The team reviewed Medicare claims data to identify older adults (≥65 years) diagnosed with DLBCL between January 1, 2010 -- June 30, 2014. All patients were required to have continuous medical enrollment for 12 months before treatment began and to have received at least one full cycle of valid DLBCL regimen. The team identified 5,909 Medicare beneficiaries who completed first-line treatment for DLBCL, of which 1,552 had claims indicating second-line therapy during follow up (relapsed group).
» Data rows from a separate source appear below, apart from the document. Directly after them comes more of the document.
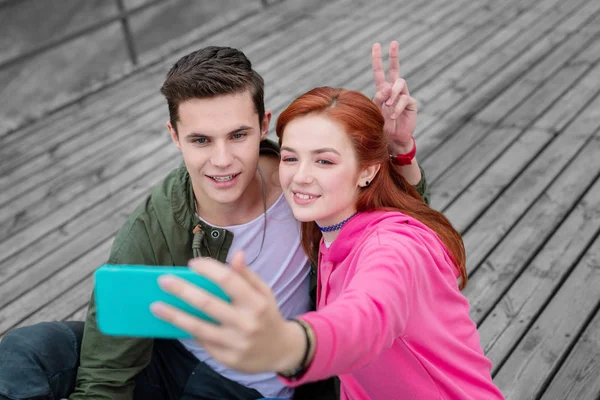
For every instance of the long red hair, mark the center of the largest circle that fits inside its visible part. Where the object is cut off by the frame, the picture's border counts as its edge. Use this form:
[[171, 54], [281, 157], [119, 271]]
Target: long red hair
[[363, 123]]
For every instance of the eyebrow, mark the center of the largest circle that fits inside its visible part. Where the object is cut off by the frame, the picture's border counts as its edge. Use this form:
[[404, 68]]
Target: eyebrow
[[317, 151], [241, 129]]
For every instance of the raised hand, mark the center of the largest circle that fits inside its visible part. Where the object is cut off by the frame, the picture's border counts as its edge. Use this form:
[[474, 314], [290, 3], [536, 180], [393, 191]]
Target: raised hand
[[399, 109]]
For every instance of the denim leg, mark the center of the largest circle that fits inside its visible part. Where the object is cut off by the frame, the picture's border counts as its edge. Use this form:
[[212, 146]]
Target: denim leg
[[40, 361], [206, 384]]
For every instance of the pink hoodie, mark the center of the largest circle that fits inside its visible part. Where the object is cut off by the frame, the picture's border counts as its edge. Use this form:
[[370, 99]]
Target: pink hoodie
[[391, 321]]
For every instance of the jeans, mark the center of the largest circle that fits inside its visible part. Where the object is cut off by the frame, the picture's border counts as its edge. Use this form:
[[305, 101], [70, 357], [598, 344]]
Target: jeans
[[40, 362]]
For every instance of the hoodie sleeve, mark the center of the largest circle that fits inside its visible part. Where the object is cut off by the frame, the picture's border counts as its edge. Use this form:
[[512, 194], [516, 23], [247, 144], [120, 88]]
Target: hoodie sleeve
[[371, 312], [109, 364]]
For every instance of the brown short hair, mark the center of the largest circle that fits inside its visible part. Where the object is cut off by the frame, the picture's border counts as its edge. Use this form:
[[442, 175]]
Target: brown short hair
[[209, 72]]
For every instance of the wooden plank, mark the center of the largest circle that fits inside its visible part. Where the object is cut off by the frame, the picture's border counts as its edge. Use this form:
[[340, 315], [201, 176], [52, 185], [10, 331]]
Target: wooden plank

In the period following first-line therapy, patients who relapsed had higher healthcare utilization, including hospital admissions (60.7% vs. 41.1%), emergency room visits (51.7% vs. 43.0&), use of skilled nursing facilities (19.3% vs. 12.5%), home health agency (35.5% vs. 23.3%), and hospice services (19.9% vs. 6.3%) compared to non-relapse patients. Consequently, higher total all-cause health care costs per patient per month were observed in the relapse group ($6,566 vs. $1,951).
"Significant numbers of Medicare beneficiaries treated for DLBCL experience progressive disease and receive therapy beyond the first-line setting. It's evident that improvements in first-line DLBCL therapy in older adults may offer significant health care savings in addition to improved clinical outcomes for these patients," said Scott Huntington, MD, MPH, Assistant Professor of Medicine at Yale Cancer Center and senior author on the study.